Virtual Memory Inspired File Management

fswap comment header

In my opinion, this is one of the coolest tools I've ever made.

Maybe you agree, maybe you think the desktop site is cooler, but this pretty much universally solved a whole load of problems I was facing all at once, and it's not even that complicated under the hood. Let's dive right in.

Basic Problems

Back in 2019, I was starting to play my trumpet a little bit more with the local community band and the local community orchestra. I had started using a laptop to show the music, since I didn't want to print all the sheet music they emailed to me. I'm sure there are enough paper copies of Beethoven's 7th Symphony floating around in the world. I had wired up an Arduino Uno to act as a USB keyboard and plugged an analog foot pedal in to it to let me scroll the music up and down. It just pressed the up and down arrows like a keyboard. The problem with this was that I was using an ancient Dell Latitude D630, which I picked out of my pile of laptops because it could hinge open to 180 degrees or so to act like a page on a music stand. It was pretty precarious.

At the same time, I had a growing collection of laptops and desktops that I used for personal things. These days I've shrunk that pile a little, but I'm still sitting next to 5 of them. They each have hardware quirks that make them suited for specific things I do, and I intend to use each of them until they can't function any longer even with repairs. My oldest is a Dell Inspiron 6000 from 2005 running a Pentium M and an IDE hard drive(!)

Another problem I had was a mess of a home folder that looked different on every machine I owned, largely thanks to their unique uses. My writings would be in ~/wri on one machine, ~/doc/wri on another, both places in a third, rscs would sync yet another location, and so on. I would have to pick which files I want to be able to sync with the server or I'd have to choose to mount my server with sshfs to access the rest, letting me get sloppy and nest things slightly differently in one place vs another. I'd get lazy naming things because "well, I can always just move them later" which I would inevitably never get around to.

So, between the ever diverging laptop configurations and filesystem arrangements and the music issue, I hatched a plan.

Add Another Laptop to the Pile?

OK, that's only half the plan.

When I was shopping for a 2-in-1 to work for playing music (and some digital art, since I was using an ancient decade-old Wacom Bamboo for the (admittedly limited amount of) digital drawing I do) I was somewhat disappointed by my options. I was shopping Dell, since I worked for them at the time, and the two options I thought would fit my needs were either a Latitude 2-in-1, which I could compare to my (frankly excellent) work machine, or the XPS 15 2-in-1. I could either pay more for the Latitude, or get a switchable AMD Radeon GPU in addition to the Intel integrated graphics. The drawback would be soldered-in storage and RAM, and the storage tiers were (of course) way more expensive than they realistically should have been.
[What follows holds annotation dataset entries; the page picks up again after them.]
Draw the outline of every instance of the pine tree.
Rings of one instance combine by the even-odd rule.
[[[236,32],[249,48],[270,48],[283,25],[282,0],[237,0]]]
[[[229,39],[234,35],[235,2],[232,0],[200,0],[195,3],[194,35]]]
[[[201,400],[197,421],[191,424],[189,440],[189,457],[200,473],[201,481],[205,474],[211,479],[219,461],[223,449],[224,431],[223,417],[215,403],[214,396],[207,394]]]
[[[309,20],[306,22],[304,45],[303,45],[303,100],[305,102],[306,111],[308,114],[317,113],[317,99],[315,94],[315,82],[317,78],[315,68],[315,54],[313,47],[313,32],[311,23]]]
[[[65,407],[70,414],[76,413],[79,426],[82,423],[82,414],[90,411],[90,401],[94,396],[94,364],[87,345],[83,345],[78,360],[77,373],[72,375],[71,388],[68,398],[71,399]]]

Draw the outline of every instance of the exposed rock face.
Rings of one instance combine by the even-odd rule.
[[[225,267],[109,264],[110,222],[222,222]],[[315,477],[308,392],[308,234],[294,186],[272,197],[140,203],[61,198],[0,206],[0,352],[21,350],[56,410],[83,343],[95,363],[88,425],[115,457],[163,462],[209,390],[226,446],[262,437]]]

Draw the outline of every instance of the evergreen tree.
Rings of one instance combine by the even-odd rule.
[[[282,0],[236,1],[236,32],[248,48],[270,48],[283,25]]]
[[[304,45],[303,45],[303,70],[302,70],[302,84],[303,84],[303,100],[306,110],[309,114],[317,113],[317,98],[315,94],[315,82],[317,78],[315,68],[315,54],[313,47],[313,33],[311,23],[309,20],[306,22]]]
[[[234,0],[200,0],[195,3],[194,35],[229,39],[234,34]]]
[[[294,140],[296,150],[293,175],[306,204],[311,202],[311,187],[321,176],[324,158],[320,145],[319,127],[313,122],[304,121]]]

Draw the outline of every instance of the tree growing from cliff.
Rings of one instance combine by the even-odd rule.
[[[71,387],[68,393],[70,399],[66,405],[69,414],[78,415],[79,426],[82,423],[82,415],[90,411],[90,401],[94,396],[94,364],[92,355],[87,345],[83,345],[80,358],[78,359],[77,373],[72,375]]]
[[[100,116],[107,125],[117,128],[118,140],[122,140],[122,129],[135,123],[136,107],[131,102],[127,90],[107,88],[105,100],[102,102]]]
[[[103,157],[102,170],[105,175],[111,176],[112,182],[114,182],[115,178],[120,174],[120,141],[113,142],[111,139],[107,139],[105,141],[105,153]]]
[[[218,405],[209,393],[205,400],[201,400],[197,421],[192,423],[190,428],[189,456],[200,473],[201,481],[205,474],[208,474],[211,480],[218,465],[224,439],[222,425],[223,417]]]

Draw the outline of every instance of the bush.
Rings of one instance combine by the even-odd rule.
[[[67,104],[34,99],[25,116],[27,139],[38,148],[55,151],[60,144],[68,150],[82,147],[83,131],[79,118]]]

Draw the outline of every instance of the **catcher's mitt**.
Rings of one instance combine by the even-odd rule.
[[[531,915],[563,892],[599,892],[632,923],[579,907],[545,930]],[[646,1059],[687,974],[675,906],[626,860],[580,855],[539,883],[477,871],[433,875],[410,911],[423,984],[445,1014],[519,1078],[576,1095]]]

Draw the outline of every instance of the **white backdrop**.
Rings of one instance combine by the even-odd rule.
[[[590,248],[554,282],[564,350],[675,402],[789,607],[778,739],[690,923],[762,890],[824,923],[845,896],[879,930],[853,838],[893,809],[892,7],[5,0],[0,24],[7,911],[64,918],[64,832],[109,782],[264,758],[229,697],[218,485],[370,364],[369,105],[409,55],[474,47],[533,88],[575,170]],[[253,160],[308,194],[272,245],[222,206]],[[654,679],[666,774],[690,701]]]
I hatched a plan to buy the XPS with 120 GB of storage, the base model. I had a home server, and I figured I could come up with a way to only store the things I was using on the laptop, and use the server for everything else. Unrelated to the storage situation, the XPS turned out to be an excellent choice- the Vega M switchable graphics chip has worked out of the box on every distro I've tried and is very fast for a laptop this size.

My Existing Server Setup

I used my home server for a few things at that point. I had a tmux session open with irssi to talk to friends, I had the (then fairly new) XMPP server, and I had an SSH server. I would use the SSH server with rsynccstation to rsync a set of directories on my computers with the server. Every file would exist everywhere.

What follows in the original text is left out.